This document describes how to deploy GCR Cleaner to Cloud Run and invoke it via Cloud Scheduler. There is also a community-supported Terraform module for gcr-cleaner.

  1. Install the Cloud SDK for your operating system. Alternatively, you can run these commands from Cloud Shell, which has the SDK and other popular tools pre-installed.

  2. Export your project ID as an environment variable. The rest of this setup assumes this environment variable is set.

    export PROJECT_ID="my-project"

    Note this is your project ID, not the project number or name.

  3. Enable the Google APIs - this only needs to be done once per project:

    gcloud services enable --project "${PROJECT_ID}" \
      appengine.googleapis.com \
      cloudscheduler.googleapis.com \
      run.googleapis.com

    This operation can take a few minutes, especially for recently-created projects.

  4. Create a service account which will be assigned to the Cloud Run service:

    gcloud iam service-accounts create "gcr-cleaner" \
      --project "${PROJECT_ID}" \
      --display-name "gcr-cleaner"
  5. Deploy the gcr-cleaner container on Cloud Run running as the service account just created:

    gcloud --quiet run deploy "gcr-cleaner" \
      --async \
      --project ${PROJECT_ID} \
      --platform "managed" \
      --service-account "gcr-cleaner@${PROJECT_ID}.iam.gserviceaccount.com" \
      --image "us-docker.pkg.dev/gcr-cleaner/gcr-cleaner/gcr-cleaner" \
      --region "us-central1" \
      --timeout "60s"
  6. Grant the service account access to delete references.

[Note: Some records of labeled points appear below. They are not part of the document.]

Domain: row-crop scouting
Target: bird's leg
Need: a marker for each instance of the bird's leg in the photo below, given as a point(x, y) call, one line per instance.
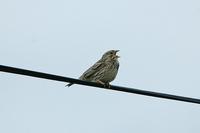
point(104, 84)
point(100, 82)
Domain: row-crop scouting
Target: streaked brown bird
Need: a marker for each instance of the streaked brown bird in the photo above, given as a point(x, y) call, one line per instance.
point(103, 71)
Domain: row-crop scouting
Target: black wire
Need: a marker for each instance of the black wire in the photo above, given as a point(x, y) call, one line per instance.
point(112, 87)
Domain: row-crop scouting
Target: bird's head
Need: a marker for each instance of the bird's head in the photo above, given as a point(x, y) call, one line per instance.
point(111, 54)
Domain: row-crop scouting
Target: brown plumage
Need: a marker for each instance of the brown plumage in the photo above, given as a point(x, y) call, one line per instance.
point(103, 71)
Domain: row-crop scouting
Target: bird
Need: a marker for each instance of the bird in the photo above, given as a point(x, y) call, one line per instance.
point(104, 70)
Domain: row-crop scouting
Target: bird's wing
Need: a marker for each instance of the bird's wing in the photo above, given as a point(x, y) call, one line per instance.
point(92, 70)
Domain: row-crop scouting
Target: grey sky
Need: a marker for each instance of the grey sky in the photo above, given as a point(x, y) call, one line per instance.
point(159, 49)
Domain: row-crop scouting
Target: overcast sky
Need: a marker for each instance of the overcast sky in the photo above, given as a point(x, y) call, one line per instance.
point(159, 43)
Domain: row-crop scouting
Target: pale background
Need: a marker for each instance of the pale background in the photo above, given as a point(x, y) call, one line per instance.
point(159, 47)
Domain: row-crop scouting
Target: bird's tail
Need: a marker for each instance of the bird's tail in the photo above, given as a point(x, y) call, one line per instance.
point(68, 85)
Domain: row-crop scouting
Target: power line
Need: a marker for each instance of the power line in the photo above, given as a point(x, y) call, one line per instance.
point(14, 70)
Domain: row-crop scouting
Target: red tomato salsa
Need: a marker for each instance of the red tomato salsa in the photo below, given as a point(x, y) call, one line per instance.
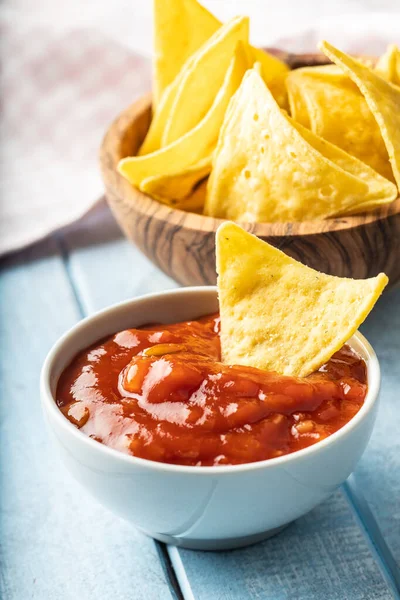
point(161, 393)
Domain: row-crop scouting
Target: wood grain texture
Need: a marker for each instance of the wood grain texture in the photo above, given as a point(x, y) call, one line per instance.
point(56, 542)
point(182, 244)
point(323, 555)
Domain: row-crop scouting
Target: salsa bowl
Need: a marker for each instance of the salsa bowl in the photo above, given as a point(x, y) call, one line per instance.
point(182, 244)
point(207, 508)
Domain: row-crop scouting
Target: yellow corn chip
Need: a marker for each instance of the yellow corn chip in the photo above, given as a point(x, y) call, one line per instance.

See Permissions for more information.

  7. Create a service account with permission to invoke the Cloud Run service:

    gcloud iam service-accounts create "gcr-cleaner-invoker" \
      --project "${PROJECT_ID}" \
      --display-name "gcr-cleaner-invoker"
    gcloud run services add-iam-policy-binding "gcr-cleaner" \
      --project "${PROJECT_ID}" \
      --platform "managed" \
      --region "us-central1" \
      --member "serviceAccount:gcr-cleaner-invoker@${PROJECT_ID}.iam.gserviceaccount.com" \
      --role "roles/run.invoker"
  8. Create a Cloud Scheduler HTTP job to invoke the function every week:

    gcloud app create \
      --project "${PROJECT_ID}" \
      --region "us-central" \
      --quiet
    # Replace this with the full name of the repository for which you
    # want to cleanup old references, for example:
    export REPO="us-docker-pkg.dev/${PROJECT_ID}/my-repo/my-image"
    # Capture the URL of the Cloud Run service:
    export SERVICE_URL=$(gcloud run services describe gcr-cleaner --project "${PROJECT_ID}" --platform "managed" --region "us-central1" --format 'value(status.url)')
    gcloud scheduler jobs create http "gcrclean-myimage" \
      --project ${PROJECT_ID} \
      --description "Cleanup ${REPO}" \
      --uri "${SERVICE_URL}/http" \
      --message-body "{\"repos\":[\"${REPO}\"]}" \
      --oidc-service-account-email "gcr-cleaner-invoker@${PROJECT_ID}.iam.gserviceaccount.com" \
      --schedule "0 8 * * 2" \
      --time-zone="US/Eastern"

    You can create specify multiple repositories in the list to clean more than one repository.

  9. (Optional) Run the scheduled job now:

    gcloud scheduler jobs run "gcrclean-myimage" \
      --project "${PROJECT_ID}"

    Note: for initial job deployments, you must wait a few minutes before invoking.